Yukarıdaki başlık, Ziya Gökalp’in kaleme aldığı Muallim mecmuasında (C.2,S.14, 1 Eylül 1917) yayımlanmış gözden kaçan bir makalesinin başlığıdır. (Ziya Gökalp, Makaleler V, Hazırlayan: Rıza Kardaş, KB Yay. Ankara 1981, s. 173-77)
Bu yazıda Gökalp, Fikret’in kültür ve edebiyatımızdaki, düşünce dünyamızdaki yerini ve misyonunu sorguluyor. Biz de 100 yıl sonra yaşanmış olaylara günümüz penceresinden bakarak geçmişi sorgulayalım.
Çağlar boyunca cemiyetlerin bazıları Ümmet dinine ve Ümmet medeniyetine girmiştir. Ümmet dönemi yaşayan topluluklar, Hıristiyanlar, Müslümanlar ve Budist kavimlerdir. Cermenler, aşiret döneminden kavim dönemine geçtikten sonra Hıristiyan Ümmetinin dinine ve medeniyetine girmiştir. Buna Ortaçağ denir. İtalyanlardan sonra dördüncü bir devir olarak batıdaki rönesansa dahil olan Cermenler, İncil’in Almanca’ya çevrilip yorumlanmaya başladıktan sonraki yıllarda da Martin Luther’le birlikte. Ümmet çağını sürdürmüştür. Günümüzde demokrasiyle yönetiliyor.

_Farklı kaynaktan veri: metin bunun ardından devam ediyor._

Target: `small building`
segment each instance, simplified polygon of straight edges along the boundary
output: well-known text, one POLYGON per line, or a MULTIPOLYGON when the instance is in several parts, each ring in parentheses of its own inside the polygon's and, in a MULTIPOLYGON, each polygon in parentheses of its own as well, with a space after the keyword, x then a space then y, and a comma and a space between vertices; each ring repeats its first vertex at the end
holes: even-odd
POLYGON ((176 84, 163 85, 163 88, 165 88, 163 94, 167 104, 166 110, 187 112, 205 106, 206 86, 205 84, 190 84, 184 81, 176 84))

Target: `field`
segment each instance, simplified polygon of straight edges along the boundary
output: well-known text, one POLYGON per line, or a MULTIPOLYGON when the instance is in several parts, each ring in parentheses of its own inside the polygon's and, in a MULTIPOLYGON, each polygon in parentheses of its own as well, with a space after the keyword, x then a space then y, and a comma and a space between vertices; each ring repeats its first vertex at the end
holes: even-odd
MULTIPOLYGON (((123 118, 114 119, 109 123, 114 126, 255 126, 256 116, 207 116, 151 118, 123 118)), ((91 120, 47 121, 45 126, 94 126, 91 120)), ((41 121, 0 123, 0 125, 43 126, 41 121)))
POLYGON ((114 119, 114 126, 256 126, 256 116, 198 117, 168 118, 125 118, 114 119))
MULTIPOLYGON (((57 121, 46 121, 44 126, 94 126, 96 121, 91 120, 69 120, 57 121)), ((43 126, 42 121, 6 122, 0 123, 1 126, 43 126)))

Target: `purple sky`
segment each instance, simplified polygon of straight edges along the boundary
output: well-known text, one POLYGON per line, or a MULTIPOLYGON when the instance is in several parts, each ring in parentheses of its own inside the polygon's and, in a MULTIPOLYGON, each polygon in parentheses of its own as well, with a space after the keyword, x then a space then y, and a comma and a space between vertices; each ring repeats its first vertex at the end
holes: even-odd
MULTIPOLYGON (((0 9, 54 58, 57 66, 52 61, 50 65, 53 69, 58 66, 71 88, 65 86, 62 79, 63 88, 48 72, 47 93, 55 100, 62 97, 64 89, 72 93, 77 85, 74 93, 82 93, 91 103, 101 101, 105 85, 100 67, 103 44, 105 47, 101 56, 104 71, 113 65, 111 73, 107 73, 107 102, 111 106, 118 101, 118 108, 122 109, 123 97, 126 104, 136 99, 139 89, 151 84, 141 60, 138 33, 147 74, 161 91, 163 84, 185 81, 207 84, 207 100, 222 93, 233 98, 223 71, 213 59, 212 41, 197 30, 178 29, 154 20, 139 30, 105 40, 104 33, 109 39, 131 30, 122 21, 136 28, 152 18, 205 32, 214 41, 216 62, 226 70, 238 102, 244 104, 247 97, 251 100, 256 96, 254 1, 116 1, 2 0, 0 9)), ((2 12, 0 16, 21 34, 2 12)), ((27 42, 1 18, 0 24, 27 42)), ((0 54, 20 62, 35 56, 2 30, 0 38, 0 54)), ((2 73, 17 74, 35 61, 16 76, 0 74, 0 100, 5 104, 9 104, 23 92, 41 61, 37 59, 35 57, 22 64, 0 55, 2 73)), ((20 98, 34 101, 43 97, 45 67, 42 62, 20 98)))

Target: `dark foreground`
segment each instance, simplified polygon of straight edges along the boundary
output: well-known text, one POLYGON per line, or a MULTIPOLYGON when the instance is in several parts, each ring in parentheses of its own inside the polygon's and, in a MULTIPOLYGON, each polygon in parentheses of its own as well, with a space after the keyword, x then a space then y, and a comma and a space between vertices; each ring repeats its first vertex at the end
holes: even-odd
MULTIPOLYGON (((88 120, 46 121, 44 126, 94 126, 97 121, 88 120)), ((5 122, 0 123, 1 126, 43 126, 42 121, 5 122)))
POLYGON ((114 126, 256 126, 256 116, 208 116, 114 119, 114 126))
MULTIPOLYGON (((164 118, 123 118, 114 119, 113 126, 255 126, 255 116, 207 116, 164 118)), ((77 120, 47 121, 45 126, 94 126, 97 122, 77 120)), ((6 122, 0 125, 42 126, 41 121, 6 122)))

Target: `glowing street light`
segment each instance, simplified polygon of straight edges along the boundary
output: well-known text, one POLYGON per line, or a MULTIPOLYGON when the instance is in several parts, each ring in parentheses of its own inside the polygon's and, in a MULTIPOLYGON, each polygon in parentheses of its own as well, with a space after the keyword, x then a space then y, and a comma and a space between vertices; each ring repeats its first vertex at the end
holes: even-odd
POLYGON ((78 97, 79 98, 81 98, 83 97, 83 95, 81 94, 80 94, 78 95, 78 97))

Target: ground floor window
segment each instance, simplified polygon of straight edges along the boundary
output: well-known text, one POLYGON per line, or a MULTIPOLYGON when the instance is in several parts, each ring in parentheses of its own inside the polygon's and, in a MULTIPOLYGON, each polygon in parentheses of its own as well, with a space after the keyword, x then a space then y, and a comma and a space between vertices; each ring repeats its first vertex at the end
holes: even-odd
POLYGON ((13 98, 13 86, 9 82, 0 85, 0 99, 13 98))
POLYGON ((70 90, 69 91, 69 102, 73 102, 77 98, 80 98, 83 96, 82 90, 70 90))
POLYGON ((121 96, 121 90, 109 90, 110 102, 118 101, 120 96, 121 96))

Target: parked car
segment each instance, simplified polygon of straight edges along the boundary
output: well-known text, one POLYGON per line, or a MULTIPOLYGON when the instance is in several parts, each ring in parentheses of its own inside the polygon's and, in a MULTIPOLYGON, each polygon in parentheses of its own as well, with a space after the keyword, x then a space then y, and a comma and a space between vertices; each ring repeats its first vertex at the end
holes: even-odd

Laik medeniyet Eski Yunan ve Latinlerde vardı. İtalyanlar ve diğer Avrupalılar, önce buradan etkilendiler. Daha sonra barbar olarak nitelendirdikleri toplumlardan aldıklarını birleştirerek rönesans ve reformlarını gerçekleştirdiler. İngiltere, Almanya, Fransa, İtalya gibi ülkelerden sonra Rusya (1917) ve Türkiye (1923) de Cumhuriyet yönetimine geçti. Birinci Dünya Savaşı birçok krallığın devrilmesi ve yeni ulus devletlerin ortaya çıkmasıyla sonuçlandı. Yani, cemiyetler, dördüncü aşamaya geçtiler. Avrupa’ya hakim olan hümanizm akımı da böylece başladı. Bunun sonucunda kozmopolitlik ve beynelmilliyetçilik/ beynelmilelcilik doğdu.

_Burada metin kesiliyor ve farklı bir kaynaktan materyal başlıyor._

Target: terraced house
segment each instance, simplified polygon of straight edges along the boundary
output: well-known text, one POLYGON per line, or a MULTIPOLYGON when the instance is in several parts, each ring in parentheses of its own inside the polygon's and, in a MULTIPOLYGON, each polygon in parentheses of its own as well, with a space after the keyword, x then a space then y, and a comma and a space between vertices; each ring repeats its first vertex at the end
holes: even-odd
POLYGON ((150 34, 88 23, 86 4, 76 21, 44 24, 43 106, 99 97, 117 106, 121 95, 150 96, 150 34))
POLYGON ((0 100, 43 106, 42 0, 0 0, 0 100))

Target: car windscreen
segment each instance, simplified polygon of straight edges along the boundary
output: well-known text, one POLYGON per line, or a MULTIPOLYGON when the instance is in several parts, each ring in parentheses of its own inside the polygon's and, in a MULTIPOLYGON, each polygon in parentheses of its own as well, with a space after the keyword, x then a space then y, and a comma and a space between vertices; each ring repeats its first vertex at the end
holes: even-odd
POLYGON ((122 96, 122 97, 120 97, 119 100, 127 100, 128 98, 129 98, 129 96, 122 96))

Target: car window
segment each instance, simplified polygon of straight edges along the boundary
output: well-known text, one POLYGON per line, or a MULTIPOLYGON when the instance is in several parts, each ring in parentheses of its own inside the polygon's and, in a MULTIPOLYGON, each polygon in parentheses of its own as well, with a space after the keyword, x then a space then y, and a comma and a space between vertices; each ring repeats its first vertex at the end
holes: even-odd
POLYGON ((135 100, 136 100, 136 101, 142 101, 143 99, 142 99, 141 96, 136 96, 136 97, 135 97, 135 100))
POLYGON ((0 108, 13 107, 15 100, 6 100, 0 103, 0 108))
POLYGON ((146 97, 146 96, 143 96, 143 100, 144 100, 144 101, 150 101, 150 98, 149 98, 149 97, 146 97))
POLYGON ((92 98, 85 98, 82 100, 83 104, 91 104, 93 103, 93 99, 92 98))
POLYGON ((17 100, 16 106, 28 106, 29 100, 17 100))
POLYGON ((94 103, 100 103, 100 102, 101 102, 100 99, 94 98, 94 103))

Uluslaşma ve ulus devletler düşüncesi, Reformlarla birlikte romantizm akımını doğurdu. XIX. Yüzyılda dünyanın her ülkesine dağılmış etkili bir bir akıma dönüştü. Böylece ümmet yapısından kurtulup millet hayatına ve Cumhuriyet bayrağına ulaştık. Türklerin rönasans yapıp yapmadıkları konusu tartışmalıdır. İslamiyetten önce aşiret ve kavim dönemini yaşayan Türkler, İslamiyetten sonra Ümmet dinine ve medeniyetine geçtiler. Tanzimata kadar süren Ümmet edebiyatında laik karakterli metinler de ilhamını Kutsal kitaplardan alan metinler de yan yana yaşamıştır. Avrupa kültür ve medeniyetine yöneliş Tanzimatla başlamış Meşrutiyet ve Cumhuriyetle taçlanmıştır.

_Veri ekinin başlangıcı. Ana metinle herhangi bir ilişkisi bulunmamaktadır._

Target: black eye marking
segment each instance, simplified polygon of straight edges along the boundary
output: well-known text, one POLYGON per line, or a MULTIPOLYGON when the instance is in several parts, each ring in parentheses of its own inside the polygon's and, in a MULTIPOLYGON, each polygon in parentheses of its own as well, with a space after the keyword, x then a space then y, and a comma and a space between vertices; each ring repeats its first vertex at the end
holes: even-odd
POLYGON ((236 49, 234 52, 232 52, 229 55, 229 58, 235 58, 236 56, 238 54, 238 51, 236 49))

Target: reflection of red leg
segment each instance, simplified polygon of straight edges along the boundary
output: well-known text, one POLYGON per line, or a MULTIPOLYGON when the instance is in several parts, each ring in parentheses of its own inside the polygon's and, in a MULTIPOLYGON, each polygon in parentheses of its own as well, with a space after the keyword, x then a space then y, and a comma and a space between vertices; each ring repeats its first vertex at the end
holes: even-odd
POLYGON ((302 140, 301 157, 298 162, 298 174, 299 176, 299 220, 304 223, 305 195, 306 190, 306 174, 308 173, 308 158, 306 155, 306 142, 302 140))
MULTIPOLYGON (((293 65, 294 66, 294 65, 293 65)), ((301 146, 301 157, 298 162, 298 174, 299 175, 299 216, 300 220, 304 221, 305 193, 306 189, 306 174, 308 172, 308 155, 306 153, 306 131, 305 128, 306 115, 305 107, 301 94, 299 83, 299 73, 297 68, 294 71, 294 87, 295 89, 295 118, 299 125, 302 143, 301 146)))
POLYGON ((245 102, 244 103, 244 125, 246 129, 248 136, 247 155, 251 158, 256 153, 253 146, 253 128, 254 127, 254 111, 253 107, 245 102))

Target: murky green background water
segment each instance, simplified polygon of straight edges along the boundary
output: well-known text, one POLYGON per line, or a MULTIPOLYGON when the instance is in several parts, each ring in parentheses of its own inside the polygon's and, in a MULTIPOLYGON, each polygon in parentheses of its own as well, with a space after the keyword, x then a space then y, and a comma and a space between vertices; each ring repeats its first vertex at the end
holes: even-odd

Gökalp’a göre bizim rönesansımız Lale Devrinden başlar. Matbaanın ülkemize girmesi ve yaygınlaşması önemli bir dönüm noktasıdır. Çağdaşlaşma düşüncesi, Tanzimatta ete kemiğe bürünmüş ve Türk Teceddüt (Yenilik) Edebiyatı diye görünmüştür (İsmail Habip Sevük, 1340/1924).